Par ailleurs, l’utilisation massive des pesticides coûte énormément à la communauté :

  • La dépollution des eaux de surface et côtières polluées par les nitrates et les pesticides agricoles était estimée en France (en 2011) à 54 Mdrs € soit le montant annuel de la PAC. Qui paye cette somme astronomique actuellement ? Les ménages (surcoût de la facture d’eau-assainissement d’au moins 10%), les collectivités locales, les agences de l’eau (nos impôts donc). Une autre étude du Commissariat Général au Développement Durable (CGDD) estime que le coût de l’élimination des pesticides dans les milieux aquatiques est de 60 000 € à 200 000 € par kg de pesticides !!! Cela mérite d’y réfléchir à deux fois avant de balancer même 1 g dans la nature.
  • En terme de santé un rapport de l’Inspection Générale des Affaires Sociales et de celle des Finances à propos de la création d’un fonds d’indemnisation des victimes de pesticides est paru en janvier 2018. Celui-ci estime que, pour des raisons financières, le nombre des victimes est largement sous-estimé et que “le risque d’exposition aux produits chimiques de la population agricole concernerait actuellement 100 000 personnes” !!! Le nombre de victimes potentielles est “évalué à 10 000 personnes, dont 2/3 pour la maladie de Parkinson” (tableau 58 du régime agricole AT-MP) et “1/3 pour les hémopathies malignes” (tableau 59). En clair, si les victimes de pesticides étaient reconnues comme maladies professionnelles et indemnisées, la MSA ferait banqueroute. Est-ce pour cette raison que la FNSEA en 2012 s’était opposée à la reconnaissance de la maladie de Parkinson comme maladie professionnelle ? Ne serait-il pas beaucoup plus raisonnable de tout faire pour ne plus utiliser du tout ces produits comme le font les agriculteurs bio ?
  • Nous ne nous risquerons pas à chiffrer le coût de la diminution dramatique de la biodiversité (on parle de la 6ème extinction massive), pas plus que le coût de la vie d’une victime des pesticides. Ce sont pourtant les plus grandes pertes dans cette affaire et elles sont inadmissibles.

Alors Madame Lambert, nous voulons bien soutenir les agriculteurs puisque vous nous y invitez.
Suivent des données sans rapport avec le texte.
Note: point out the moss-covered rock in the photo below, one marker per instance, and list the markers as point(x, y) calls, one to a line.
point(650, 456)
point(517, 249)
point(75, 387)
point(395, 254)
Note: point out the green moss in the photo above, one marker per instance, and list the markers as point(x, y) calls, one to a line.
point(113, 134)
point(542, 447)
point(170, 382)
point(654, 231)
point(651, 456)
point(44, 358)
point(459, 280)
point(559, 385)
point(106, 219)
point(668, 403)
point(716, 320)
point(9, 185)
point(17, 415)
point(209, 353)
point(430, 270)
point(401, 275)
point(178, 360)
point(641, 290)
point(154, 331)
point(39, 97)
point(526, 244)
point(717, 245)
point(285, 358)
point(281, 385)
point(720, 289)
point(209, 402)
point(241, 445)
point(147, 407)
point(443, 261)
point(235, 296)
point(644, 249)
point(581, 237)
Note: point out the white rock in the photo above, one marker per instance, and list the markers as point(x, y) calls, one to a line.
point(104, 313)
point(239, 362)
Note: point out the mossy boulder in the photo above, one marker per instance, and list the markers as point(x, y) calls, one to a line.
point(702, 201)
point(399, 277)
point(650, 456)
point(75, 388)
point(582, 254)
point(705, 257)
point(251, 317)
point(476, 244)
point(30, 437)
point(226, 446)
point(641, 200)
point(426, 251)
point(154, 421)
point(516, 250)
Mais nous ne mettrons pas un gilet jaune ou vert pour que ceux qui polluent l’eau et mettent en danger la santé des riverains, des salariés (et la leur) soient dédouanés de tout. Nous souhaitons soutenir l’agriculture de demain, celle qui nous nourrira tous, tout en étant respectueuse de l’environnement et de la santé de tous.

Mise à jour du 25 mars 2019 :

On apprend que, sur huit programmes-type régionaux, le coût moyen de la RPD est de 35 €/ha en 2019 avec des variations de 11 à 65 €/ha selon les régions et selon que l’on utilise ou non des produits CMR (source : Eric Cantelot, expert Ecophyto national).